Sur les conclusions à fin d’annulation :
2. Aux termes des dispositions de l’article L.423-10 du code de l’entrée et du séjour des étrangers et du droit d’asile : « L’étranger qui est père ou mère d’un enfant français résidant en France et titulaire depuis au moins trois années de la carte de séjour temporaire prévue à l’article L. 423-7 ou d’une carte de séjour pluriannuelle délivrée aux étrangers mentionnés aux articles L. 423-1, L. 423-7 et L. 423-23, sous réserve qu’il continue de remplir les conditions prévues pour l’obtention de cette carte de séjour, se voit délivrer une carte de résident d’une durée de dix ans. / La délivrance de cette carte de résident est subordonnée au respect des conditions d’intégration républicaine prévues à l’article L. 413-7. / L’enfant visé au premier alinéa s’entend de l’enfant ayant une filiation légalement établie, y compris l’enfant adopté, en vertu d’une décision d’adoption, sous réserve de la vérification par le ministère public de la régularité de cette décision lorsqu’elle a été prononcée à l’étranger. ».
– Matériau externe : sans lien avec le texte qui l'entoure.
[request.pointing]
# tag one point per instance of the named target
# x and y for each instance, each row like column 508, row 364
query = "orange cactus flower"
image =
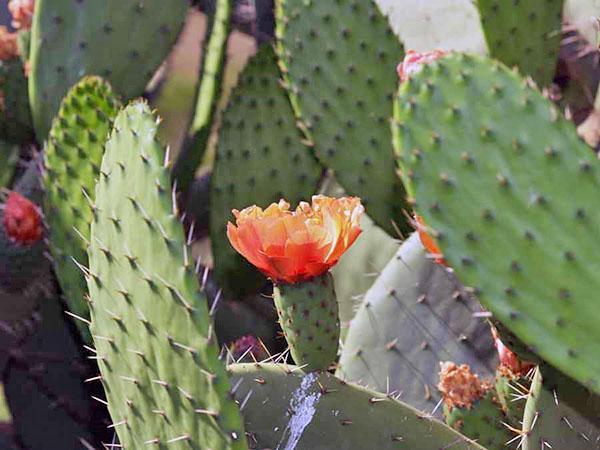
column 22, row 12
column 291, row 246
column 8, row 44
column 414, row 61
column 429, row 242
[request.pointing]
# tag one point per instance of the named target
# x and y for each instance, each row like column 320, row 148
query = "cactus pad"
column 73, row 156
column 123, row 41
column 508, row 178
column 287, row 409
column 482, row 422
column 551, row 423
column 338, row 59
column 157, row 351
column 309, row 318
column 414, row 317
column 15, row 115
column 525, row 34
column 260, row 159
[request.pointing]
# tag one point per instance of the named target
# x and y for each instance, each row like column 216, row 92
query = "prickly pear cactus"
column 211, row 77
column 549, row 422
column 326, row 52
column 525, row 34
column 15, row 115
column 260, row 159
column 9, row 156
column 158, row 355
column 123, row 41
column 72, row 166
column 24, row 268
column 508, row 173
column 309, row 318
column 285, row 408
column 415, row 316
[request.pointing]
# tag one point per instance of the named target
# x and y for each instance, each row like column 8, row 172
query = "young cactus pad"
column 123, row 41
column 338, row 60
column 157, row 350
column 260, row 159
column 308, row 315
column 287, row 409
column 490, row 162
column 73, row 156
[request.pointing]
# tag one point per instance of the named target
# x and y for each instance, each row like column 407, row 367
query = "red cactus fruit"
column 22, row 220
column 459, row 386
column 414, row 61
column 22, row 13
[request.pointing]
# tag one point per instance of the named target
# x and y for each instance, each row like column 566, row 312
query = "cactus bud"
column 22, row 220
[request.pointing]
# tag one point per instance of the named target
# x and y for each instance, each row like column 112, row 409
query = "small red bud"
column 22, row 220
column 414, row 61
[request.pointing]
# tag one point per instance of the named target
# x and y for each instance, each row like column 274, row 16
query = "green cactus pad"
column 157, row 351
column 309, row 318
column 513, row 343
column 338, row 59
column 15, row 115
column 509, row 189
column 287, row 409
column 73, row 156
column 483, row 422
column 549, row 422
column 208, row 95
column 260, row 159
column 415, row 316
column 524, row 33
column 123, row 41
column 511, row 390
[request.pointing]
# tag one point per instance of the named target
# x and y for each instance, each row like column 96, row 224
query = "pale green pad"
column 72, row 159
column 287, row 409
column 157, row 352
column 415, row 316
column 511, row 192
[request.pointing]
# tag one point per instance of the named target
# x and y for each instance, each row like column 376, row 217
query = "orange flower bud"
column 291, row 246
column 508, row 359
column 428, row 242
column 414, row 61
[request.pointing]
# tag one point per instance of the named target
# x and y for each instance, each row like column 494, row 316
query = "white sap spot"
column 303, row 406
3. Il ressort des termes même de la décision attaquée que, pour refuser de délivrer une carte de résident d’une durée de dix ans à Mme A, le préfet des Hauts-de-Seine s’est fondé sur les dispositions des articles L. 426-17 et L. 426-18 du code de l’entrée et du séjour des étrangers et du droit d’asile et lui a opposé la circonstance qu’elle ne justifiait pas de ressources suffisantes, stables et régulières sur les cinq dernières années. Toutefois, il ressort des pièces du dossier, ce qui n’est d’ailleurs pas contesté en défense, que Mme A a fondé sa demande sur les dispositions précitées de l’article L. 423-10 du code de l’entrée et du séjour des étrangers et du droit d’asile, qui ne posent pas de conditions de ressources. Dans ces conditions, Mme A est fondée à soutenir que la décision litigieuse est entachée d’un défaut d’examen de sa situation au regard de l’objet de sa demande, constitutif d’une erreur de droit.
4. Il résulte de ce qui précède, sans qu’il soit besoin d’examiner les autres moyens de la requête qui n’apparaissent pas, en l’état de l’instruction, de nature à fonder une annulation, que Mme A est fondée à demander l’annulation de la décision du 3 mai 2023 par laquelle le préfet des Hauts-de-Seine a refusé de lui délivrer une carte de résident d’une durée de dix ans.
Sur l’injonction d’office :
5. Eu égard au motif d’annulation retenu, il y a lieu d’enjoindre d’office au préfet des Hauts-de-Seine de procéder au réexamen de la situation de Mme A, dans un délai de deux mois à compter de la notification du présent jugement.
Par ces motifs, le tribunal décide :
Article 1er : La décision du 3 mai 2023 est annulée en tant qu’elle refuse à Mme A la délivrance d’une carte de résident d’une durée de dix ans.
Article 2 : Il est enjoint d’office au préfet des Hauts-de-Seine de réexaminer la situation de Mme A dans un délai de deux mois à compter de la notification du présent jugement.
Article 3 : Le présent jugement sera notifié à Mme B A et au préfet des Hauts-de-Seine.
Délibéré après l’audience du 17 octobre 2024, à laquelle siégeaient :
Mme Oriol, présidente, Mme Cordary, première conseillère, et Mme Lusinier, conseillère.
Rendu public par mise à disposition au greffe le 7 novembre 2024.
La rapporteure,
signé
C. CORDARY
La présidente,
signé
C. ORIOLLa greffière,
signé
V. RICAUD
La République mande et ordonne au préfet des Hauts-de-Seine en ce qui le concerne ou à tous commissaires de justice à ce requis en ce qui concerne les voies de droit commun contre les parties privées, de pourvoir à l’exécution de la présente décision.